Bhatura (Puffed Yogurt Bread)

My friend Vicky Mahtani made these bhaturas for us a few years ago, and it was heavenly. She taught me her mothers recipe years ago. Through the years as I kept making these Bhaturas (or Vicky’s Bhatura’s as we call them at home) the recipe has changed. 

Bhaturas are usually made with potato (instead of the yogurt used below) and with baking powder and soda (instead of the yeast used in this recipe). However, these changes give it a fluffy and soft texture that is hard to resist! Serve with Chana Masala and you will be in heaven!

Prep time: 10 minutes (plus one hour for the dough to rise)
Cook time: 1–2 minutes per Bhatura
Makes 16 

2 cups all-purpose flour, plus extra for dusting

1 teaspoon salt

2 tablespoon vegetable oil

1 1/2 teaspoons active dry yeast

3 tablespoons warm water

1 cup plain yogurt
Vegetable oil, for frying

  1. In a large mixing bowl mix flour, salt and 1 tablespoon oil with your hands, until it resembles the texture bread crumbs.
  2. In a small bowl stir yeast and water until completely dissolved.
  3. Make a well in the center of the flour mixture and add the yogurt and yeast mixture. Knead into the flour until the dough collects into a sticky mass. Add little water if needed to still combine the dough.
  4. Coat your hands with a tablespoon of oil and knead the dough until shiny and not too sticky, for about 10 minutes.
  5. Tightly cover the bowl with shrink wrap and let it rest for an hour or more in a cool dark place (I put it in an unheated oven).
  6. When the dough has risen or doubled in volume, punch down the dough, knead gently and divide into 16 equal portions.
  7. Preheat oil in a deep frying pan and roll each ball into 6-inch circles.
  8. When the oil is hot, gently slip each disc into the oil. Press the Bhatura with a slotted spoon a few times to help it puff up. Turn in 10 seconds and let it cook for another 5 seconds. Remove using a slotted spoon and drain excess oil on a paper towel.
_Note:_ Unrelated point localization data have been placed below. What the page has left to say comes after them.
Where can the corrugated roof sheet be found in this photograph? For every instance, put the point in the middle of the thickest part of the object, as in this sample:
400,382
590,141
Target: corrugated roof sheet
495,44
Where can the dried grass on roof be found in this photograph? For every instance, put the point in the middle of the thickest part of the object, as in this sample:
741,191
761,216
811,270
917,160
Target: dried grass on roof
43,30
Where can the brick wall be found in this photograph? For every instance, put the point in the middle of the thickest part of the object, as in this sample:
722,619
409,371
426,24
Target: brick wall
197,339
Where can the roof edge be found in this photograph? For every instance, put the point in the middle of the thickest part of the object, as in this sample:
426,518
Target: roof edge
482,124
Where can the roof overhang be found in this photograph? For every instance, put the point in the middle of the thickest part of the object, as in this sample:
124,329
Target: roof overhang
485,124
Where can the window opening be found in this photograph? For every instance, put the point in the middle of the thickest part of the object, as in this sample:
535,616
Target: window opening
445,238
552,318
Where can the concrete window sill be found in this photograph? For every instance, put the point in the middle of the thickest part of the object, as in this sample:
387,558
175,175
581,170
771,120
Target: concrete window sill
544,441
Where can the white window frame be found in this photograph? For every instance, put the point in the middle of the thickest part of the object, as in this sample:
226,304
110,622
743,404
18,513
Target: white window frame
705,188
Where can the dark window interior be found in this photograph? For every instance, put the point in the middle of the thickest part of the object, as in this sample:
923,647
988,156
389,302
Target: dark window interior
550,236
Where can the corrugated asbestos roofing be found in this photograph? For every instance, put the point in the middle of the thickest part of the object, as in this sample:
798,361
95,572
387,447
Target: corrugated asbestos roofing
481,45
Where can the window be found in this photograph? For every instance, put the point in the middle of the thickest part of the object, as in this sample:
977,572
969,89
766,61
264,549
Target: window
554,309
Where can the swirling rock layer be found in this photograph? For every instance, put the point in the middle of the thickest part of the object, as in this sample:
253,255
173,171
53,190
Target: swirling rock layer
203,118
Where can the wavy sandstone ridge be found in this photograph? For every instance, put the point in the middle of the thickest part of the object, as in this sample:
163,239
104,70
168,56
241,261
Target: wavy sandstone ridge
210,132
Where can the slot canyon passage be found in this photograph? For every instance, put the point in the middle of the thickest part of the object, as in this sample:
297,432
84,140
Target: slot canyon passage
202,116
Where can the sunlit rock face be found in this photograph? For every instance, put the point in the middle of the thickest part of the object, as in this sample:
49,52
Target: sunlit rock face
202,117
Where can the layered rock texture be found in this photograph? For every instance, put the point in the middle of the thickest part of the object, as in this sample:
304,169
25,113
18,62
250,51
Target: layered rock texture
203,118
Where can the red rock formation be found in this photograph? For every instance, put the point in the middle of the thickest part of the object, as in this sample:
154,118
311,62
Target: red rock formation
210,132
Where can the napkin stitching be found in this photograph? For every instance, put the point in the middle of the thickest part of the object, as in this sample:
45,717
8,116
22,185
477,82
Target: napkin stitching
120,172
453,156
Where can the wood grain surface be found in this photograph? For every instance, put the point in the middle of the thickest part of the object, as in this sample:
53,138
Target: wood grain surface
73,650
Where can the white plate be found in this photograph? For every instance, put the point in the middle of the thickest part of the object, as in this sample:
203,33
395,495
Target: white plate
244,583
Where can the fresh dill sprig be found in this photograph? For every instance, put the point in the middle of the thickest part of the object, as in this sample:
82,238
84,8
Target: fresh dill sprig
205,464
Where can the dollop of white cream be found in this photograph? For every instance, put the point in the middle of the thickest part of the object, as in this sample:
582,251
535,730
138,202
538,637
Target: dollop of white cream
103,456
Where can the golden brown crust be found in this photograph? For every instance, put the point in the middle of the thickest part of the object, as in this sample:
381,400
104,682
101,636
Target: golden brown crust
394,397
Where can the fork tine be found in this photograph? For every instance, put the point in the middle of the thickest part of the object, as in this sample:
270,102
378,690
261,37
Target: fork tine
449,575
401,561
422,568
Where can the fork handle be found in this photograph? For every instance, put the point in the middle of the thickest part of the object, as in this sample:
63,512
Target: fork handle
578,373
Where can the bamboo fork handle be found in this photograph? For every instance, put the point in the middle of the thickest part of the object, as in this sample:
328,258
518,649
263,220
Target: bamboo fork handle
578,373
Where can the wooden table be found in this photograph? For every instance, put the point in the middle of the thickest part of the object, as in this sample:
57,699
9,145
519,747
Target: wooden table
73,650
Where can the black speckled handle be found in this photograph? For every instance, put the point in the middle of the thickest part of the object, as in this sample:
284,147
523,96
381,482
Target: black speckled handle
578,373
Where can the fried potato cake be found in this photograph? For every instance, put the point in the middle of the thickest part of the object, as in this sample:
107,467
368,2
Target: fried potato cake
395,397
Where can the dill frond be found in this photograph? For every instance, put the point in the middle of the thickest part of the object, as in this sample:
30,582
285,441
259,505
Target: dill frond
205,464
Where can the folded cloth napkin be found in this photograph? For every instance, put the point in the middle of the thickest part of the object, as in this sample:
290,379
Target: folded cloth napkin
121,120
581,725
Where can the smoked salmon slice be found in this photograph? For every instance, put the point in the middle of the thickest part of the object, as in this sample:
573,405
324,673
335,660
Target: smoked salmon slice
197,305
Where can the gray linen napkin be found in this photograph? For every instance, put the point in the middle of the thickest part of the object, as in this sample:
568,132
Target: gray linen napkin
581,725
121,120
Deep Frying Tips: Choose a deep, very heavy bottomed skillet to fry with. Add oil to the cold pan, leaving a headspace, or space at the top of the pan, of at least two inches. This allows a safety margin when the oil bubbles up as the food is added.
Make sure the food you are going to fry is dry. Letting it sit on paper towels, or coating it in flour or bread crumbs is a good way to ensure this.
The oil is ready when a piece of bread dropped into the oil rises to the top and browns in 60 seconds.
Do not over crowd the pan! This will drop the temperature of the oil.
Do not reuse the cooking oil. Let the oil cool completely and then discard.